Operational wear is not restricted to soft-seated valves; it can also occur in metal-seated valves if the process system is conveying corrosive or particle-containing fluid. Metal seatings can be deformed by trapped fluids and wear particles. 

Corrosion, erosion, and abrasion exacerbate the damage. The surface finish will deteriorate when the seatings wear in if the wear-particle size is excessive in comparison to the size of the surface imperfections. A coarse finish, on the other hand, tends to improve as the seatings wear in if the wearparticle size is modest in comparison to the size of the surface imperfections. 

The wear-particle size is determined not only by the material type and condition, but also by the fluid's lubricity and the contamination of the seatings with corrosion and fluid products, both of which diminish the wear-particle size. As a result, the seating material must be resistant to erosion, corrosion, and abrasion. If the material fails to meet one of these conditions, it may be wholly inappropriate for its intended purpose. For example, the fluid's corrosive activity considerably increases erosion. 

A material that is extremely resistant to erosion and corrosion may also fail totally due to inadequate galling resistance. On the other hand, the best material may be too expensive for the type of valve under consideration, necessitating a compromise. 

Periodic Sealant Application


Certain valves have the capability of introducing sealants into the valve seat and stems on a regular basis in order to maintain an effective seal over an extended period of time.
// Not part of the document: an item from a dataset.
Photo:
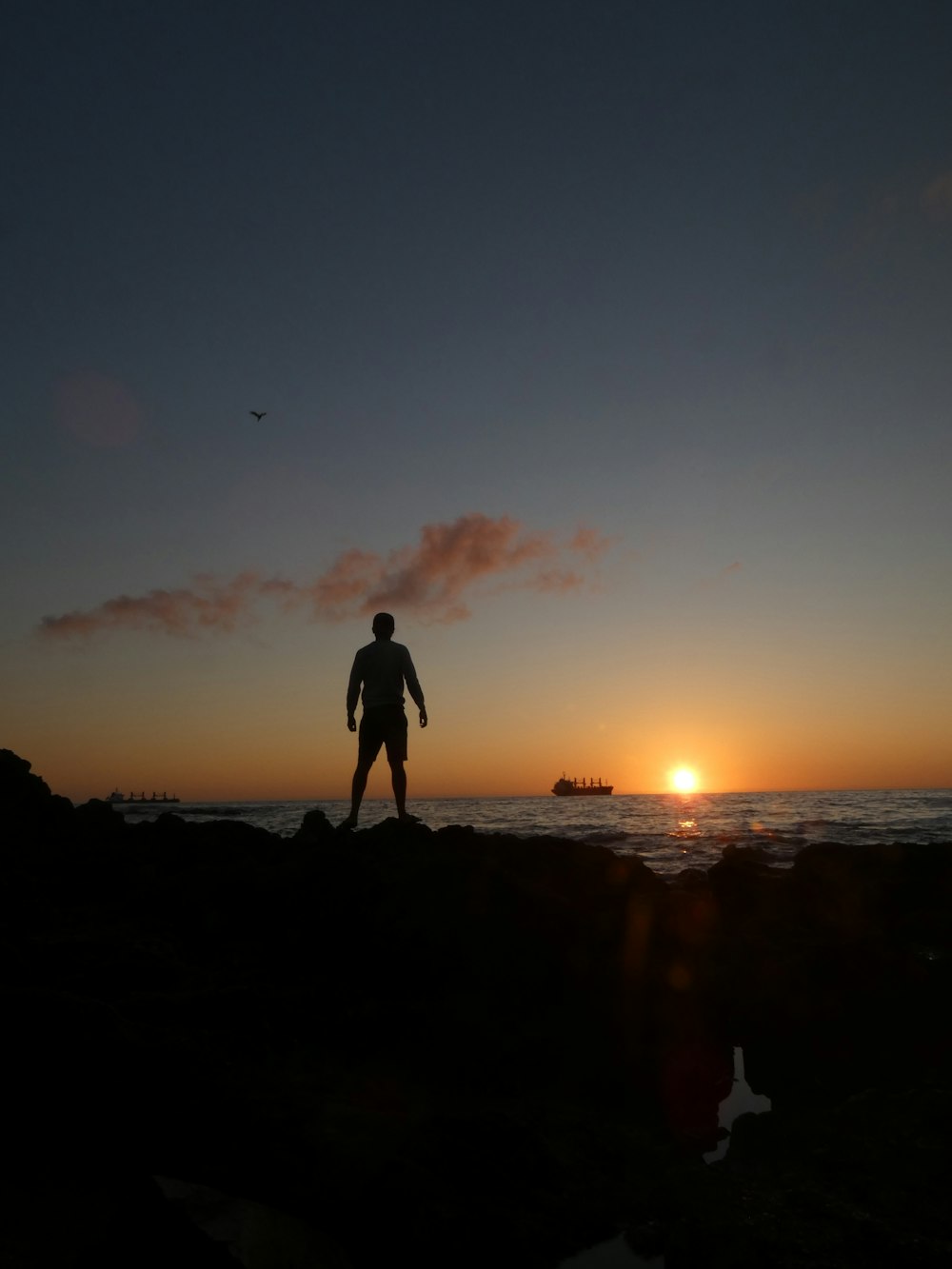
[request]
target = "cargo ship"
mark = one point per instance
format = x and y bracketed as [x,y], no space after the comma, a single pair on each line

Sealants sprayed into the gap between the seatings after the valve is closed can plug leakage holes between metal seatings. 

The lubricated plug valve is a metal-seated valve that solely relies on this sealing mechanism. In some other types of valves, the injection of a sealant into the seatings is used for creating an emergency seat seal after the initial seat seal has failed.


Soft Seatings 


Soft seats are quite effective, although they are limited in their application at high temperatures and pressures. Manufacturers of proprietary soft seats will specify the maximum and minimum design pressures and temperatures that their products can withstand. Some soft seats are also incompatible with certain fluids at certain pressures and temperatures.
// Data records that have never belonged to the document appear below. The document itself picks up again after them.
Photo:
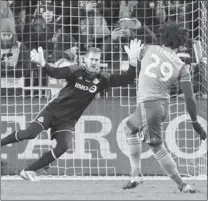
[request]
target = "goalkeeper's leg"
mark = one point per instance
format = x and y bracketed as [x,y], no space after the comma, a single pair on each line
[64,142]
[30,133]
[135,149]
[169,167]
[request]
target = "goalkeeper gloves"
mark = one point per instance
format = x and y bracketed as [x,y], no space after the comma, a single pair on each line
[198,128]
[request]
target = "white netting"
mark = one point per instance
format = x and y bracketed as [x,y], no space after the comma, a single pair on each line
[99,146]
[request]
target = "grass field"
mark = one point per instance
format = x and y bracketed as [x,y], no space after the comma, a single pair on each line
[97,190]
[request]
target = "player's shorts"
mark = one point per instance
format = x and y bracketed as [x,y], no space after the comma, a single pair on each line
[47,120]
[147,121]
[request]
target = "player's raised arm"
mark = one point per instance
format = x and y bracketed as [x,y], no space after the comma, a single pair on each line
[58,73]
[186,86]
[133,51]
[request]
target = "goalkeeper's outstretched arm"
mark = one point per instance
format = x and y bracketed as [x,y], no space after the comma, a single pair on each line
[58,73]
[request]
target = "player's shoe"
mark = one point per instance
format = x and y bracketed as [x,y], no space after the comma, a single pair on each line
[29,175]
[133,184]
[130,23]
[186,188]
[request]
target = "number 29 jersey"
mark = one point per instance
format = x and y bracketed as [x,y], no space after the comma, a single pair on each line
[160,68]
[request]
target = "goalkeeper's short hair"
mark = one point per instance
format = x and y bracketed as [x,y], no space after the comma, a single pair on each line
[173,35]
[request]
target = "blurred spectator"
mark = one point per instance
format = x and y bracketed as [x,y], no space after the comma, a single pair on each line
[151,14]
[23,12]
[125,15]
[43,25]
[64,54]
[94,28]
[6,13]
[65,47]
[15,58]
[175,10]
Soft seatings may have one or both sitting faces made of a soft material such as plastic or rubber. Soft seated valves can attain extraordinarily high fluid tightness because these materials conform quickly to the mating face. 
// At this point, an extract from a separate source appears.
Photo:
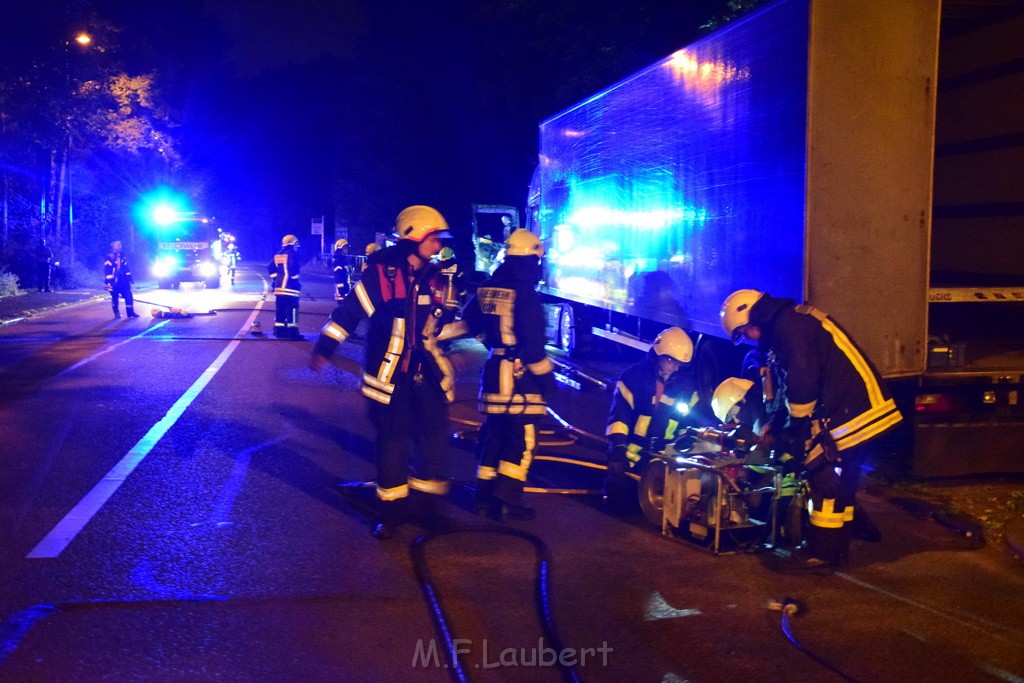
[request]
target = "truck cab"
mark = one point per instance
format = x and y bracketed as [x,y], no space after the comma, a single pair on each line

Furthermore, the high level of fluid tightness can be achieved repeatedly. On the negative side, the application of these materials is constrained by their fluid compatibility and temperature. 

Soft seating materials have an unanticipated constraint in circumstances where the valve shuts off a system that is rapidly filled with gas at high pressure. The high-pressure gas that enters the closed system acts like a piston on the gas that originally filled the system. 

Compression heat can be high enough to destroy soft seating material.  In globe valves, a heat sink resembling a metallic button with a large heat-absorbing surface is located ahead of the soft seating element to protect it from heat damage. In the case of oxygen service, this design safeguard may not be sufficient to keep the soft seating part from igniting. 

To avoid such failure, the valve inlet route may need to be extended beyond the seat passage, forming a pocket in which the high temperature gas can gather away from the seatings. The fundamental consideration in constructing soft seatings is to keep the soft seating element from being displaced or extruded by fluid pressure.